Cannes 2019 : Qui est Jérémy Clapin ?

Posté par MpM, le 17 mai 2019, dans Cannes, Courts métrages, Festivals, Personnalités, célébrités, stars.

Voilà déjà quinze ans que Jérémy Clapin construit sur grand écran une œuvre singulière et atypique dont les récits mettent souvent en scène des êtres à part, des personnages "différents". Cet ancien étudiant aux Arts décos a lui-même un profil inhabituel, ne serait-ce que parce qu’il a été professeur de tennis à mi-temps pendant et à l’issue de ses études, pour s’assurer une certaine liberté. Il a aussi choisi de ne pas compléter sa formation par une école spécialisée en animation, et de ne pas non plus réaliser de film de fin d’études.

C’est grâce au festival d’Annecy, et plus précisément de ses différentes sélections de courts métrages qu’il découvre la richesse et la diversité du cinéma d’animation, mais aussi les multiples manières de raconter une histoire. "Ça m’a marqué", expliquait-il en 2009 au magazine Format Court. "J’aimais beaucoup le dessin, j’avais aussi envie de raconter des histoires, tout seul."

C’est pourquoi il n’hésite pas lorsqu'on lui propose de réaliser son premier court métrage trois ans après avoir fini les Arts décos. Ce sera Une histoire vertébrale, l’histoire d’un homme qui a la tête basculée vers l’avant, le regard rivé au sol, et qui cherche l’amour. Un récit simple, muet, aux teintes plutôt ternes et sombres, qui mélange avec brio une forme d’humour décalé et une profonde mélancolie.

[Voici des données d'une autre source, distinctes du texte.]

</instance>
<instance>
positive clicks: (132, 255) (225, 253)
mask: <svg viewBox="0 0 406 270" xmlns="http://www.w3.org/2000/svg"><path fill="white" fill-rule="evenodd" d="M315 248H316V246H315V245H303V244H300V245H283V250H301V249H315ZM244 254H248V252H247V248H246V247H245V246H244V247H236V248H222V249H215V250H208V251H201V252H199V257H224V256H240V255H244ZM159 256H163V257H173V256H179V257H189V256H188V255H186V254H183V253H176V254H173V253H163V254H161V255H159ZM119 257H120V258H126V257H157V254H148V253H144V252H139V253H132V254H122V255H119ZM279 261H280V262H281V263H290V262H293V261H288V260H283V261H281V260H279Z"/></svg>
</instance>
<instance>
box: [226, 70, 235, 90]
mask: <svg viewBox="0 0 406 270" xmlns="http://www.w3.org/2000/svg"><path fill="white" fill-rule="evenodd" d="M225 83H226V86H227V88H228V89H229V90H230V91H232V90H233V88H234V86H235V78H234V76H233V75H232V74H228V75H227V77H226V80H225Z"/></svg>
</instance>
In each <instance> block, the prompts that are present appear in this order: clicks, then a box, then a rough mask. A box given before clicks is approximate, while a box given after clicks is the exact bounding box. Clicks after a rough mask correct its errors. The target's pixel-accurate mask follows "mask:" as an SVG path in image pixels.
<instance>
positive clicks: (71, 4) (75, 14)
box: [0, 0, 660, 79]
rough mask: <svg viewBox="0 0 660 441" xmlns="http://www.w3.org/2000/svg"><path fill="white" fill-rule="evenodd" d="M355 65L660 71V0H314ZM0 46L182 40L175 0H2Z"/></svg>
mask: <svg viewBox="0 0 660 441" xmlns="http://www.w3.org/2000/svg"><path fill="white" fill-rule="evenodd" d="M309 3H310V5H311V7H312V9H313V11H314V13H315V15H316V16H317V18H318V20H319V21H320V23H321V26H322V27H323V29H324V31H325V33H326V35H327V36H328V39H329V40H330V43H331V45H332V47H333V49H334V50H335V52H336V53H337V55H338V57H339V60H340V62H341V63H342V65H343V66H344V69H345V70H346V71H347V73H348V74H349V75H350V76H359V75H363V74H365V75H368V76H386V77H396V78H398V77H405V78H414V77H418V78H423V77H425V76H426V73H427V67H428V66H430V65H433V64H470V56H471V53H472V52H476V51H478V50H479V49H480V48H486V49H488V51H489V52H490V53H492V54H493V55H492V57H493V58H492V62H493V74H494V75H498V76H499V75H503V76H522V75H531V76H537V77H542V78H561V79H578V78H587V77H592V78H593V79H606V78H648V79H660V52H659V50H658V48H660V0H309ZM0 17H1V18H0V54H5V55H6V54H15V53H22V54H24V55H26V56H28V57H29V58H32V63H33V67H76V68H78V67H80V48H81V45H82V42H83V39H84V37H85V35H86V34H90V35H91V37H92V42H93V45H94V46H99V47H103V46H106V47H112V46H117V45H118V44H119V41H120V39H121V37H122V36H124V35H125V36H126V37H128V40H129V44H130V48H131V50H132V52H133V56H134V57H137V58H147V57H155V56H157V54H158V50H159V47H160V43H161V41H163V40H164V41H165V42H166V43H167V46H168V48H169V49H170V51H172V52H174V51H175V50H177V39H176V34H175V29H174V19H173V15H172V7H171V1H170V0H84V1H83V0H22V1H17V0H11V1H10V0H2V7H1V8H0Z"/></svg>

Quatre ans plus tard, il réalise Skhizein, qui est sélectionné à la Semaine de la Critique. Cette fois, le personnage central est Henri, un homme frappé de plein fouet par une météorite de 150 tonnes. Il raconte en voix off comment ce choc l’a décalé d'exactement 91 centimètres par rapport à là où il devrait être. Là encore, on est face à un récit singulier qui hésite entre le rire et le malaise, la légèreté et la chape de plomb de la maladie mentale. Esthétiquement, la palette graphique reste extrêmement désaturée, dans des camaïeux de noir, de gris et de beige. Le film est nommé au César du meilleur court métrage et reçoit de nombreux prix internationaux.

En parallèle, le réalisateur continue de travailler dans l’illustration, et signe quelques films publicitaires, dont l’amusant Good vibration pour les assurances Liberty Mutual en 2009, dans lequel des employés de bureau s’amusent des différentes chutes provoquées par les vibrations d’un marteau-piqueur sur un chantier.

En 2012, il propose un nouveau court métrage, Palmipedarium, qui connaît lui aussi un beau succès en festival. On y voit un petit garçon qui accompagne son père à la chasse aux canards, avant de faire la rencontre d’une étrange créature déplumée qui semble aspirer à l’envol. Un film à la fois touchant et glaçant, qui crée une atmosphère presque anxiogène avec seulement quelques plans muets et elliptiques.

On ne peut donc pas dire que l’on ait été franchement surpris de découvrir que J'ai perdu mon corps, son premier long métrage, s’intéresse à une main séparée de son corps, qui entreprend tout un périple pour le retrouver. Cette adaptation du roman Happy Hand de Guillaume Laurant s’annonce comme une œuvre mélancolique à l’esthétique assez réaliste, alliée à une tonalité tour à tour onirique, romantique et épique.

Comme un retour aux sources, c’est à la Semaine de la Critique que ce film ambitieux et atypique connaîtra sa première mondiale, apportant sur la Croisette une vision de l’animation qui n’y a pas souvent sa place, car à la fois intimiste et épurée, déconnectée de tout "grand" sujet historique ou d’actualité, et clairement à destination d’un public adolescent et adulte. Triplement immanquable, donc.